Voltei à mensagem de Cocchi. Ele dizia que sua pesquisa não pretende substituir o trabalho psiquiátrico. Deseja ser o meio pelo qual o diagnóstico nos casos de depressão seja mais rápido e eficaz.

Se seus estudos e de tantos outros forem confirmados, um distúrbio psiquiátrico não será motivo pelo qual se envergonhar oficialmente. O assunto é polêmico e coloca em discussão até as teorias de aplicação das penas no mundo jurídico.
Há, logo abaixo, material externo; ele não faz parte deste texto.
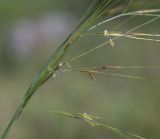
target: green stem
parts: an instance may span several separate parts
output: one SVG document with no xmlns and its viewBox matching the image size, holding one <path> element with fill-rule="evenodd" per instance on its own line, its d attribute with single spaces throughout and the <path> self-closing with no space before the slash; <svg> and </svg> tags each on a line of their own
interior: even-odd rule
<svg viewBox="0 0 160 139">
<path fill-rule="evenodd" d="M 34 94 L 34 92 L 42 85 L 44 84 L 51 76 L 52 74 L 58 70 L 57 64 L 62 59 L 63 55 L 66 53 L 67 49 L 69 48 L 70 44 L 74 43 L 78 36 L 73 35 L 74 40 L 71 42 L 71 38 L 69 37 L 60 47 L 59 49 L 54 53 L 52 58 L 49 60 L 48 64 L 41 70 L 41 72 L 36 76 L 36 78 L 32 81 L 30 84 L 25 96 L 23 97 L 21 103 L 19 104 L 19 107 L 17 108 L 15 114 L 13 115 L 11 121 L 7 125 L 6 129 L 4 130 L 2 136 L 0 139 L 5 139 L 7 137 L 7 134 L 12 127 L 14 121 L 21 115 L 24 107 Z"/>
<path fill-rule="evenodd" d="M 11 121 L 7 125 L 0 139 L 5 139 L 7 137 L 7 134 L 10 131 L 13 123 L 21 115 L 22 111 L 28 104 L 33 94 L 53 75 L 56 70 L 60 68 L 58 64 L 64 57 L 64 55 L 67 53 L 67 51 L 77 41 L 80 34 L 86 31 L 97 20 L 97 18 L 101 16 L 101 14 L 105 10 L 105 8 L 111 3 L 111 1 L 112 0 L 93 0 L 85 16 L 82 18 L 82 22 L 80 22 L 79 26 L 69 35 L 69 37 L 64 41 L 64 43 L 62 43 L 62 45 L 53 54 L 47 65 L 44 66 L 44 68 L 32 81 L 19 107 L 17 108 L 15 114 L 13 115 Z"/>
</svg>

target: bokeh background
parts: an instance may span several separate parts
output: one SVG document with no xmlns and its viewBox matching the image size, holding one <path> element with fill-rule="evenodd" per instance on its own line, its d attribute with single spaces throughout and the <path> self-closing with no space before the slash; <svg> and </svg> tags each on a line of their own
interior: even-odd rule
<svg viewBox="0 0 160 139">
<path fill-rule="evenodd" d="M 91 0 L 0 1 L 0 134 L 6 127 L 31 80 L 79 22 Z M 152 6 L 151 6 L 152 5 Z M 160 1 L 145 1 L 160 8 Z M 139 8 L 139 7 L 138 7 Z M 141 8 L 140 8 L 141 9 Z M 109 22 L 95 31 L 112 29 L 126 18 Z M 136 17 L 116 31 L 125 32 L 151 18 Z M 160 20 L 137 32 L 160 34 Z M 64 58 L 68 61 L 85 48 L 104 43 L 103 36 L 84 36 Z M 104 46 L 72 63 L 72 68 L 99 65 L 158 66 L 160 43 L 121 38 L 115 48 Z M 87 112 L 103 122 L 148 139 L 160 138 L 160 74 L 158 69 L 115 70 L 143 76 L 145 80 L 85 73 L 57 73 L 33 96 L 16 121 L 8 139 L 115 139 L 104 128 L 48 111 Z"/>
</svg>

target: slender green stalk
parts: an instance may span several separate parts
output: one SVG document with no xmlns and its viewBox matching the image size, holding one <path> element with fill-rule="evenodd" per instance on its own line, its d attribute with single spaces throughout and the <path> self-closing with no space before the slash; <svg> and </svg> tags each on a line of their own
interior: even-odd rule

Contaminada pelo assunto, reproduzo trecho do paper dele sobre Nutrição, bioquímica, comunicação e consciência, publicado na Rev. Pathos (www.pathosonline.it). A tradução é livre:

O ponto preciso é a doença psiquiátrica e sua possibilidade de ser uma imperfeição cerebral aparentemente patológica em relação à normalidade. Não existem provas evidentes de que a evolução cerebral seja um processo completo: é possível que exista um cérebro desconhecido e conexo àquele conhecido, cujos mecanismos de ligação não sejam ainda definidos na perfeição dos mecanismos bioquímicos da neurotransmissão e do cellular signalling

Cocchi se diz diante de uma grande batalha:

Uma das coisas que estou avaliando é criar uma associação para as famílias das vítimas de suicídio. Sempre pensei que fossem iniciativas inúteis, mas estou convencido de que, talvez, esse poderia ser um caminho para a sensibilização do problema, mesmo que para mudar a idéia arcaica de que um distúrbio psiquiátrico seja algo vergonhoso. Pode ser, como muitas vezes, uma batalha perdida. Paciência!

P.S.: O paper: Nutrition, Biochemical, Communication and Consciousness, Prof. Dr. Massimo Cocchi, Univ. Bolonha, Rev. Pathos, vol. 15, pág. 13-20.